Ghee should be kept in an airtight container at room temperature for up to six months or in the refrigerator for up to a year. Butter should also be stored in an airtight container in the refrigerator for up to a month or in the freezer for up to six months. Make sure to keep both away from direct sunlight and moisture to maintain their quality and flavor!
Ghee vs butter: Which is better
After comparing the differences between ghee and butter, it’s clear that both have their unique characteristics that make them suitable for different cooking methods and recipes.

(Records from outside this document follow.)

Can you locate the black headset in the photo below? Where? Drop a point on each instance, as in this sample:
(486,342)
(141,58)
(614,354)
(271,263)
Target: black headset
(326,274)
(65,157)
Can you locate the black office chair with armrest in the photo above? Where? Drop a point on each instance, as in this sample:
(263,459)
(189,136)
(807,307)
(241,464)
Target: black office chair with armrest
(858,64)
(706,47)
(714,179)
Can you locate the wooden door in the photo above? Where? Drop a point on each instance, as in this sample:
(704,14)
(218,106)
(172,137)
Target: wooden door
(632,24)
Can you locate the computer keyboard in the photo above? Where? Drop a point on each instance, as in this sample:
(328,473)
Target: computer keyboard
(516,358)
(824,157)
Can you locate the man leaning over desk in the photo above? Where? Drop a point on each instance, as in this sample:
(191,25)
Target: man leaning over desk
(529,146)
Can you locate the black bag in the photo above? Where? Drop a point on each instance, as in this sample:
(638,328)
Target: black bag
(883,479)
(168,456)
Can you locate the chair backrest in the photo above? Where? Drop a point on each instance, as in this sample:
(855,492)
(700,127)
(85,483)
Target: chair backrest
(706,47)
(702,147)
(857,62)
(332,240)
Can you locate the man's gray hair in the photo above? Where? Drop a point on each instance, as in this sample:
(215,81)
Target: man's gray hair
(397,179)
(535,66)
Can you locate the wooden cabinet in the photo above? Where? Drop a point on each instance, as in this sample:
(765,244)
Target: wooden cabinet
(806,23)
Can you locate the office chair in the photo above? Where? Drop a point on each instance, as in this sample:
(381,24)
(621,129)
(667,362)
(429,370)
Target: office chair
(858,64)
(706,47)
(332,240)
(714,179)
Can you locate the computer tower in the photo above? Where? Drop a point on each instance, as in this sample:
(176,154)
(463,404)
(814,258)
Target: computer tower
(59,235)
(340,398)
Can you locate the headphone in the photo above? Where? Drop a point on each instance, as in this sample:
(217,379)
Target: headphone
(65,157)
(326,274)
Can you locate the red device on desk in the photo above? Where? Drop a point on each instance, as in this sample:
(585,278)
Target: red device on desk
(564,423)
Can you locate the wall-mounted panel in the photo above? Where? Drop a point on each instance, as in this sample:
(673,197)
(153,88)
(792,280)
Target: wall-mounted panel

Butter definitely has its place when working with lower temperatures and baking. However, if I had to pick a winner, I would choose ghee for its higher smoke point and nutrient density. And while ghee isn’t dairy-free, it may be a better option for those who are lactose-intolerant.
FAQs
Ghee and butter have a similar nutritional profile, but ghee has a higher smoke point and is free of lactose and casein, making it a good option for people with dairy sensitivities. However, like butter, ghee is still a high-fat food and should be consumed in moderation.
Ghee has a higher smoke point and a longer shelf life than butter due to its removal of milk solids, making it more suitable for high-temperature cooking and storage. Additionally, ghee is free of lactose and casein, making it a better option for people who are sensitive to lactose.
Ghee has a similar buttery flavor and aroma as it is made from clarified butter, but the removal of milk solids gives it a richer taste than regular butter.